Der kleine Bruder des Terrors ist der Terrorismus. Es ist der Versuch unterlegener Kräfte, sich desselben Prinzips zu bedienen. Er ist die Spiegelung des Terrors im Verhalten der subalternen Kräfte und Klassen.

Natürlich ist die Dimension kleiner. Die Opferzahlen sind geringer. Die Möglichkeiten sind beschränkter. Der Aspekt der Botschaft - der Kommunikation - tritt gegenüber dem instrumentellen Aspekt der Vernichtung des Gegners noch weiter in den Vordergrund.

Spektakuläre Anschläge dienen der indirekten Steuerung des übermächtigen Gegners in eine Richtung, von der sich die Terroristen selbst den größten (propagandistischen) Vorteil erhoffen.

Beispiele sind im 1. Jahrhundert AD die Sikarier, im 12. die Assassinen.

Im 19. Jahrhundert Propaganda der Tat durch Bakunin, Netschajew und andere Anarchisten. Dann durch die Sozialrevolutionäre in Russland. Terroristischer Mittel bedienten sich auch Gruppen in der Weimarer Republik und in der Bundesrepublik (Rote Armee Fraktion (RAF)) sowie Gruppen des sog. neuen oder internationalen oder djihadistischen Terrorismus.


Definitionen

"Terrorismus ist die Spiegelung des Terrors" (Sebastian Scheerer)

"Terrorismus ist eine politisch motivierte Taktik, die die Drohung oder die Anwendung von Gewalt impliziert, wobei das Streben nach Publizität eine signifikante Rolle spielt" (Weinberg, Pedahzur, Hirsch-Hoefler 2004: 786).

"Terrorismus ließe sich dann zum Beispiel als die Situation verstehen, in der ein nicht-staatlicher Akteur A gezielte manifeste Gewalt gegen Zivilisten einsetzt (Mittel), um Angst und Schrecken zu verbreiten (Ziel) und den Staat (Akteur B) zur Veränderung seiner Politik zu zwingen (Zweck). Damit wäre der aktuelle Sprachgebrauch vermutich relativ gut getroffen und z.B. al-Qa'ida als Terrorgruppe präzise charakterisiert" (Daase 2007: 93).

Man könnte den Terrorismusbegriff aber auch "radial" konstruieren. Er wäre dann durch eine Reihe von Familienähnlichkeiten bestimmt. In einem bestimmten best case wäre er aber sozusagen verankert. Mit anderen Worten: am "meisten" terroristisch ist die Art des Terrorismus, "bei der nicht-staatliche Akteure gezielte manifeste Gewalt gegen Zivilisten ausüben, um Angst und Schrecken zu verbreiten um dadurch einen Politikwandel des Staates herbeizuführen" (Daase 2007: 94).

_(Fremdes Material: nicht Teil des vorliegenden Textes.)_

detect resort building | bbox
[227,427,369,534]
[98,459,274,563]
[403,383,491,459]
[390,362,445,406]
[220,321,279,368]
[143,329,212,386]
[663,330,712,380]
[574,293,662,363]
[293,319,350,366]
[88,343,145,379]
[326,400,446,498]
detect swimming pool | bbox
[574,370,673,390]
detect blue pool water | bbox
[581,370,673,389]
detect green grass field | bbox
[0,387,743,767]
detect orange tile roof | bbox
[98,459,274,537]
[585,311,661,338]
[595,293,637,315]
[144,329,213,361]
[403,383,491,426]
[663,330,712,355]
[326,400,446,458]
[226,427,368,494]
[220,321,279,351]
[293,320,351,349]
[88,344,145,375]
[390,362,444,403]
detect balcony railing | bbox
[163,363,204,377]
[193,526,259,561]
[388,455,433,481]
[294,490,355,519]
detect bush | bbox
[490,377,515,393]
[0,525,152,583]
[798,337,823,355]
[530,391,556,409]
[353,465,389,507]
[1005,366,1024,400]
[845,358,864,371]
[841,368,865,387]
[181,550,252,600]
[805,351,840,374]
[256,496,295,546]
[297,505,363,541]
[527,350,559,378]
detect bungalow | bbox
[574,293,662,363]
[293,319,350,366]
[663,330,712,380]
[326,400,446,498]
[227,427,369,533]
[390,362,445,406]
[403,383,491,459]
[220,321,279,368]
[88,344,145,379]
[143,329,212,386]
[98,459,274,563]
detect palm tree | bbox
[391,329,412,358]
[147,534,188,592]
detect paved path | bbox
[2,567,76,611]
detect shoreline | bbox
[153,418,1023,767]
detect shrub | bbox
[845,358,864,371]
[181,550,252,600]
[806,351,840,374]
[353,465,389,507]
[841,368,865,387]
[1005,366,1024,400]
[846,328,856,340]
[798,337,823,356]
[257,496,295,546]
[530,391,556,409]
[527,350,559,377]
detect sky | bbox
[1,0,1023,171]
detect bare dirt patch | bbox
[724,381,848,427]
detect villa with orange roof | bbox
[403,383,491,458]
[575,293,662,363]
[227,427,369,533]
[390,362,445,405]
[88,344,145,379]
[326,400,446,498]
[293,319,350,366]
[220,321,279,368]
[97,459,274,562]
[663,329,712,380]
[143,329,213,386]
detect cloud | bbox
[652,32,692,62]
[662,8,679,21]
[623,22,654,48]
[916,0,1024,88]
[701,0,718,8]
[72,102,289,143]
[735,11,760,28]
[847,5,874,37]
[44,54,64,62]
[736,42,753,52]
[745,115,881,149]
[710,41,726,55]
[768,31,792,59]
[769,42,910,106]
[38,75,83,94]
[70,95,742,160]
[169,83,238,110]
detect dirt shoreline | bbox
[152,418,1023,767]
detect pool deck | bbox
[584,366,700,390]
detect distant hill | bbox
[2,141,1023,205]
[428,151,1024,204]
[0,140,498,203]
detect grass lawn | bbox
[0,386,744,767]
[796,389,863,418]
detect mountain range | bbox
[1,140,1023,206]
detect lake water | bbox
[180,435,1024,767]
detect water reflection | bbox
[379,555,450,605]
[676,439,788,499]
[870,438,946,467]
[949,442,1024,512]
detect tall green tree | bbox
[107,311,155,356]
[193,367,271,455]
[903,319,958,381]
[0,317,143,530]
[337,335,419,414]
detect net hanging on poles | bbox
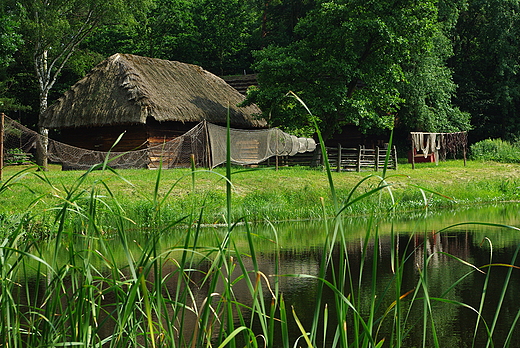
[207,122,316,167]
[2,115,316,169]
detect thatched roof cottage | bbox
[42,53,266,152]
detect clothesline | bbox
[410,131,468,168]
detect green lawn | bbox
[1,159,519,225]
[2,159,520,347]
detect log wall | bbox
[57,124,149,152]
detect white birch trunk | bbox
[36,50,50,170]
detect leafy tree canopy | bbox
[0,6,24,113]
[246,0,469,139]
[451,0,520,141]
[13,0,154,112]
[396,0,471,134]
[0,11,22,68]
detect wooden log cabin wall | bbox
[56,120,203,153]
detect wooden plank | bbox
[268,145,398,171]
[337,144,342,172]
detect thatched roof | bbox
[42,53,266,129]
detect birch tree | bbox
[15,0,152,168]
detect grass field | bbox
[1,159,519,226]
[2,158,520,347]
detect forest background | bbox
[0,0,519,148]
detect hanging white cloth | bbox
[411,132,439,160]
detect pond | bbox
[10,203,520,347]
[223,204,520,347]
[131,203,520,347]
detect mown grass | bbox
[1,159,519,228]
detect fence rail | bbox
[326,145,398,172]
[265,144,398,172]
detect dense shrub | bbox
[470,138,520,163]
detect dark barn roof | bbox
[42,53,266,129]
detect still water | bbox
[189,204,520,347]
[28,203,520,347]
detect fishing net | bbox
[48,122,209,169]
[207,122,316,167]
[2,116,39,165]
[1,115,316,170]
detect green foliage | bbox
[0,77,30,113]
[84,0,259,76]
[137,0,199,61]
[12,0,154,118]
[191,0,258,75]
[245,0,465,139]
[259,0,316,47]
[397,1,471,133]
[0,11,22,68]
[470,138,520,163]
[451,0,520,141]
[0,7,25,113]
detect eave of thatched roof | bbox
[42,54,266,129]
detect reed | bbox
[277,93,520,348]
[1,103,519,347]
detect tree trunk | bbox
[36,126,48,170]
[35,50,49,171]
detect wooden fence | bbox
[327,145,398,172]
[266,144,398,172]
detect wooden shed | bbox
[41,53,266,152]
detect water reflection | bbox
[18,204,520,347]
[220,204,520,347]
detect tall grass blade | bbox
[286,91,337,209]
[485,240,520,348]
[292,306,313,348]
[382,125,394,179]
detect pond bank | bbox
[1,160,519,226]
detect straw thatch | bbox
[42,53,266,129]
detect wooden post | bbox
[310,144,320,167]
[275,132,279,171]
[0,113,4,181]
[463,144,467,167]
[393,145,398,170]
[337,143,342,172]
[411,138,415,169]
[204,120,212,168]
[375,146,380,171]
[315,144,327,167]
[356,145,362,172]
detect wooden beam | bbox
[356,145,362,172]
[337,143,342,172]
[375,146,380,171]
[393,145,398,171]
[411,138,415,169]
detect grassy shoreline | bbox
[2,159,520,347]
[1,159,519,226]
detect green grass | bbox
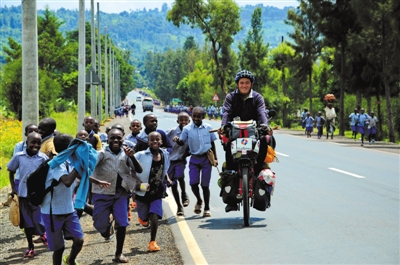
[0,111,80,189]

Symmetrische Narrative von Terrorismus und Anti-Terrorismus

Terroristen und ihre Feinde pflegen ihre eigenen Legitimationsdiskurse was die politischen Themen angeht, aber auch in Bezug auf die Narrative über den terroristischen Konflikt selbst.

Dabei zeigen sich symmetrische Muster der Darstellung. Jede Partei inszeniert sich als Getriebenen, der zu seinen Handlungen gezwungen wurde. Jede Partei inszeniert sich als Unschuld vom Lande, die andere als das Böse. Man ist sich über die Gräben der Differenz hin einig: das Böse kann man nicht verstehen, man kann es nur bekämpfen.


Paradoxie der Bekämpfung

Wie der Rechtsstaat sich zu Tode schützt (Dahs). Rechtsstaat: Rechtsgleichheit, Bürgerrechte. Freiheitssphäre des Bürgers. Teilung der Gewalten.

Die Bekämpfung erfolgt

  1. durch Ressourcenbündelung (weniger Bildung, mehr Zwangsstäbe)
  2. durch Gesetzgebung (Stärkung der Exekutive zu Lasten der Legislative und der Judikative und zu Lasten der Bürgerrechte)
  3. durch außergesetzliche Maßnahmen (Maßnahmenstaat; extralegale Spionage, Sabotage, Tötung)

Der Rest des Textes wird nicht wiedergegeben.